Well, we have just reached LSAC's 92% applicant point for this application cycle, so I thought it was time to take a look at where trends have gone thus far.
Earlier this cycle, it appeared that applications were were clocking in about 5 times the amount of applicants, which was a significant departure from prior years. Over time however, that curve began to straighten and fall in at 6.5 applications per applicant. So far, so normal, although one can see that the trend was off to a slow start before "catching up" for 2016.
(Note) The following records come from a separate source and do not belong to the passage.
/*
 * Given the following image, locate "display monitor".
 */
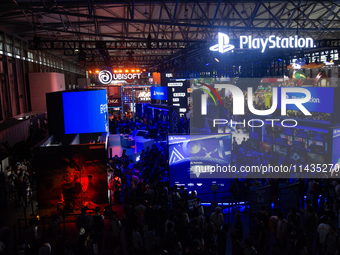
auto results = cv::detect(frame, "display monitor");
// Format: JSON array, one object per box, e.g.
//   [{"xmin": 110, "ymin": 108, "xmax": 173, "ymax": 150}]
[
  {"xmin": 292, "ymin": 139, "xmax": 306, "ymax": 150},
  {"xmin": 168, "ymin": 134, "xmax": 232, "ymax": 200},
  {"xmin": 308, "ymin": 140, "xmax": 324, "ymax": 154},
  {"xmin": 151, "ymin": 87, "xmax": 168, "ymax": 100},
  {"xmin": 296, "ymin": 130, "xmax": 308, "ymax": 138},
  {"xmin": 62, "ymin": 90, "xmax": 108, "ymax": 134},
  {"xmin": 309, "ymin": 132, "xmax": 325, "ymax": 141}
]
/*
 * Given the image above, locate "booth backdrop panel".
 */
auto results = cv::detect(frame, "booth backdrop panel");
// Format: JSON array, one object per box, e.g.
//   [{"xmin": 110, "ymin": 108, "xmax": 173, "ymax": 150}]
[{"xmin": 34, "ymin": 144, "xmax": 107, "ymax": 207}]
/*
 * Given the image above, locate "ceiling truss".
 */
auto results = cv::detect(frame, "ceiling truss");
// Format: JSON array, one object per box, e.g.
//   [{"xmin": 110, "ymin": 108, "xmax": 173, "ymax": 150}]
[{"xmin": 1, "ymin": 0, "xmax": 340, "ymax": 68}]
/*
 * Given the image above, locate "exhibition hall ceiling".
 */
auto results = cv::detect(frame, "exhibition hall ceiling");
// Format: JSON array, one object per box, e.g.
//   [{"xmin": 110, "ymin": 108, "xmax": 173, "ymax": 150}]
[{"xmin": 1, "ymin": 0, "xmax": 340, "ymax": 68}]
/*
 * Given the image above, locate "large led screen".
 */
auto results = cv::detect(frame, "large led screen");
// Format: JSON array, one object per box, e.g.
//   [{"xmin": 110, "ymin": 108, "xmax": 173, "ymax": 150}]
[
  {"xmin": 169, "ymin": 134, "xmax": 231, "ymax": 200},
  {"xmin": 63, "ymin": 90, "xmax": 108, "ymax": 134}
]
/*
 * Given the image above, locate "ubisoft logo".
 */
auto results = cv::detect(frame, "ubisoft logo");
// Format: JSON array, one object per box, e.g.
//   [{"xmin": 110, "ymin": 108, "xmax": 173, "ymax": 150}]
[{"xmin": 98, "ymin": 70, "xmax": 112, "ymax": 85}]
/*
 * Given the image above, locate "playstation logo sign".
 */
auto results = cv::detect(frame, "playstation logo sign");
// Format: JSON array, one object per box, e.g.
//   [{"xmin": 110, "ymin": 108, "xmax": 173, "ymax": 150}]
[{"xmin": 209, "ymin": 32, "xmax": 235, "ymax": 53}]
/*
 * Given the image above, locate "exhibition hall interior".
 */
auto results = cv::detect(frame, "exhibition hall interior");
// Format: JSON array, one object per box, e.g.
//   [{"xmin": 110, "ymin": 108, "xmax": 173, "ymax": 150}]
[{"xmin": 2, "ymin": 1, "xmax": 340, "ymax": 255}]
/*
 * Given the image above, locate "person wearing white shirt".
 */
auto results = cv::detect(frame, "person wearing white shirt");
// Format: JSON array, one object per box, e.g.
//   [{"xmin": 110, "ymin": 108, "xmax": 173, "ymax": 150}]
[
  {"xmin": 317, "ymin": 216, "xmax": 331, "ymax": 253},
  {"xmin": 210, "ymin": 207, "xmax": 224, "ymax": 230}
]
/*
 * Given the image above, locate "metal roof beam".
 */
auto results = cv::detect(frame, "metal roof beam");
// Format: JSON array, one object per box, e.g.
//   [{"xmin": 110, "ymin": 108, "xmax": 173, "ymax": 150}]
[{"xmin": 318, "ymin": 0, "xmax": 340, "ymax": 30}]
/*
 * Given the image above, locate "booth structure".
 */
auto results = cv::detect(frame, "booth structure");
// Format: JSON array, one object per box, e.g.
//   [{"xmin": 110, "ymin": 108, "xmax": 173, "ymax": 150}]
[
  {"xmin": 135, "ymin": 103, "xmax": 181, "ymax": 134},
  {"xmin": 247, "ymin": 87, "xmax": 340, "ymax": 168},
  {"xmin": 33, "ymin": 89, "xmax": 109, "ymax": 210}
]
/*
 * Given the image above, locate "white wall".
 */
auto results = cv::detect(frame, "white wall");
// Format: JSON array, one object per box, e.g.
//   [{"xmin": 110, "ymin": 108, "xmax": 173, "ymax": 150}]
[{"xmin": 29, "ymin": 73, "xmax": 65, "ymax": 112}]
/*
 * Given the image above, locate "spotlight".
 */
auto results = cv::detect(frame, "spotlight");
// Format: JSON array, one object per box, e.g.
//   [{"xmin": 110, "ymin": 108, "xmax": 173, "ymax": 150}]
[
  {"xmin": 215, "ymin": 58, "xmax": 219, "ymax": 62},
  {"xmin": 114, "ymin": 70, "xmax": 118, "ymax": 73},
  {"xmin": 95, "ymin": 70, "xmax": 100, "ymax": 74},
  {"xmin": 125, "ymin": 69, "xmax": 129, "ymax": 73},
  {"xmin": 119, "ymin": 70, "xmax": 122, "ymax": 73},
  {"xmin": 131, "ymin": 69, "xmax": 135, "ymax": 72},
  {"xmin": 89, "ymin": 70, "xmax": 92, "ymax": 74},
  {"xmin": 206, "ymin": 63, "xmax": 210, "ymax": 66},
  {"xmin": 136, "ymin": 69, "xmax": 140, "ymax": 72}
]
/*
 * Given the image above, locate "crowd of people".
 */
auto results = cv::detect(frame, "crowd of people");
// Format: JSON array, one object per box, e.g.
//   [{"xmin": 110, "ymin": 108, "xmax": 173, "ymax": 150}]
[
  {"xmin": 109, "ymin": 113, "xmax": 190, "ymax": 137},
  {"xmin": 1, "ymin": 103, "xmax": 340, "ymax": 255}
]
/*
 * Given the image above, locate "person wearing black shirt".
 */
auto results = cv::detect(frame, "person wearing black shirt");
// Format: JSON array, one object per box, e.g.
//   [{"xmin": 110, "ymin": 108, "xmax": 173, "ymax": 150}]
[
  {"xmin": 231, "ymin": 230, "xmax": 245, "ymax": 255},
  {"xmin": 216, "ymin": 223, "xmax": 230, "ymax": 255},
  {"xmin": 233, "ymin": 212, "xmax": 243, "ymax": 242},
  {"xmin": 90, "ymin": 207, "xmax": 105, "ymax": 254}
]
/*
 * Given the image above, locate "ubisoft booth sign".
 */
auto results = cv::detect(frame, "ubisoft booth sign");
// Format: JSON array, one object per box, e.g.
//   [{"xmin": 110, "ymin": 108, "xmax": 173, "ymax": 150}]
[{"xmin": 98, "ymin": 70, "xmax": 142, "ymax": 85}]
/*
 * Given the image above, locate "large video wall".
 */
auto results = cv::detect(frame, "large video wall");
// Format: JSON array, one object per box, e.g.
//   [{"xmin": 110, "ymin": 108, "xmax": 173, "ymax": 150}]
[{"xmin": 169, "ymin": 134, "xmax": 232, "ymax": 201}]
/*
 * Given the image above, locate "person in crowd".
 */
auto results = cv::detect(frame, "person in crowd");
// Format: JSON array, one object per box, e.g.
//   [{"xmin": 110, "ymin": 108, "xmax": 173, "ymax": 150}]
[
  {"xmin": 287, "ymin": 207, "xmax": 303, "ymax": 232},
  {"xmin": 211, "ymin": 207, "xmax": 224, "ymax": 231},
  {"xmin": 109, "ymin": 211, "xmax": 122, "ymax": 253},
  {"xmin": 76, "ymin": 207, "xmax": 91, "ymax": 232},
  {"xmin": 304, "ymin": 204, "xmax": 318, "ymax": 253},
  {"xmin": 276, "ymin": 211, "xmax": 288, "ymax": 255},
  {"xmin": 315, "ymin": 215, "xmax": 331, "ymax": 255},
  {"xmin": 48, "ymin": 213, "xmax": 62, "ymax": 239},
  {"xmin": 192, "ymin": 197, "xmax": 204, "ymax": 217},
  {"xmin": 90, "ymin": 206, "xmax": 105, "ymax": 254},
  {"xmin": 233, "ymin": 212, "xmax": 243, "ymax": 242},
  {"xmin": 323, "ymin": 225, "xmax": 339, "ymax": 255},
  {"xmin": 202, "ymin": 215, "xmax": 216, "ymax": 253},
  {"xmin": 143, "ymin": 224, "xmax": 156, "ymax": 255},
  {"xmin": 132, "ymin": 224, "xmax": 143, "ymax": 254},
  {"xmin": 216, "ymin": 223, "xmax": 229, "ymax": 255},
  {"xmin": 255, "ymin": 213, "xmax": 265, "ymax": 253},
  {"xmin": 38, "ymin": 237, "xmax": 51, "ymax": 255},
  {"xmin": 244, "ymin": 239, "xmax": 257, "ymax": 255},
  {"xmin": 111, "ymin": 171, "xmax": 122, "ymax": 205},
  {"xmin": 231, "ymin": 230, "xmax": 245, "ymax": 255}
]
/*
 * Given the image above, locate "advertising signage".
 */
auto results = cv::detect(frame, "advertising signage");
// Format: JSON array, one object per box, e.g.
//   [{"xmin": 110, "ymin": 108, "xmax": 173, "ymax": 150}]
[
  {"xmin": 98, "ymin": 70, "xmax": 142, "ymax": 85},
  {"xmin": 62, "ymin": 90, "xmax": 108, "ymax": 134},
  {"xmin": 277, "ymin": 87, "xmax": 334, "ymax": 114},
  {"xmin": 209, "ymin": 32, "xmax": 314, "ymax": 54},
  {"xmin": 151, "ymin": 87, "xmax": 168, "ymax": 100},
  {"xmin": 167, "ymin": 80, "xmax": 188, "ymax": 113}
]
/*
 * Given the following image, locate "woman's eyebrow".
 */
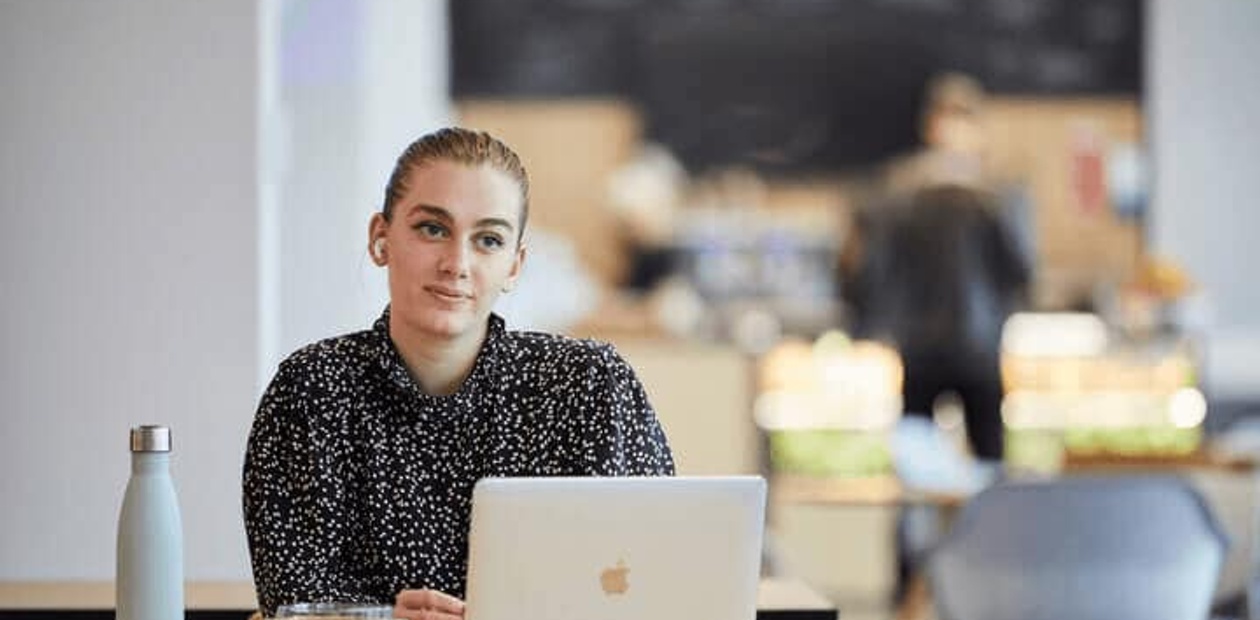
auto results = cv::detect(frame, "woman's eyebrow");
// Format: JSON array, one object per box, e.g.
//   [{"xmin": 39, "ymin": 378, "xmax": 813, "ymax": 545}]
[
  {"xmin": 409, "ymin": 204, "xmax": 454, "ymax": 221},
  {"xmin": 409, "ymin": 204, "xmax": 515, "ymax": 233},
  {"xmin": 475, "ymin": 217, "xmax": 514, "ymax": 232}
]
As LSAC only presents the most recent three years of data along with a highly-compressed axis, it is easy to forget overall trends and think things are largely unchanged for the last several years. Included below are applicant-over-time trends for 2012, 2014, and this current cycle. Readers of this blog may recall that my earlier data is based on interpolation of large blow-up charts while later data is taken from LSACs posts, which is why the curves for 2012 an 2014 are super-smooth while 2016 looks all googly-moogly by comparison. Interestingly, 4th-order polynomials seem to model these curves exceptionally well, although I attach no physical significance to the model other than "it works." But even these three curves demonstrate a significant downward trend in applicants, and 2016 is struggling to rise from all-time lows.
Many have mentioned that applicants seem to have delayed applying until later and later into the application cycle, but I don't know that I have seen any particular analysis on that point. Blowing the dust off the old college calculus textbook, however, we see that the derivatives of these curves reveal a lengthening of the application cycle:
In 2012 and 2014, the application rate maxed-out at about two months into the cycle. Where 2012 topped out at about 3,400 applicants/week, 2014 barely crested 2,500 applicants/week at the same time in the cycle. In 2016 however, not only was the maximum rate still lower, it occurred some six weeks later by comparison.
All of this suggests that while LSAC is proud of their 1% increase in applications over last year, digging deeper demonstrates that potential students are still hearing the message and thinking twice about taking the plunge. The overall enthusiasm for law school is anemic at best, and hopefully will continue to be so as we continue to do our part in showing the scam for what it is. Congratulations, everyone, and let's keep the pressure on.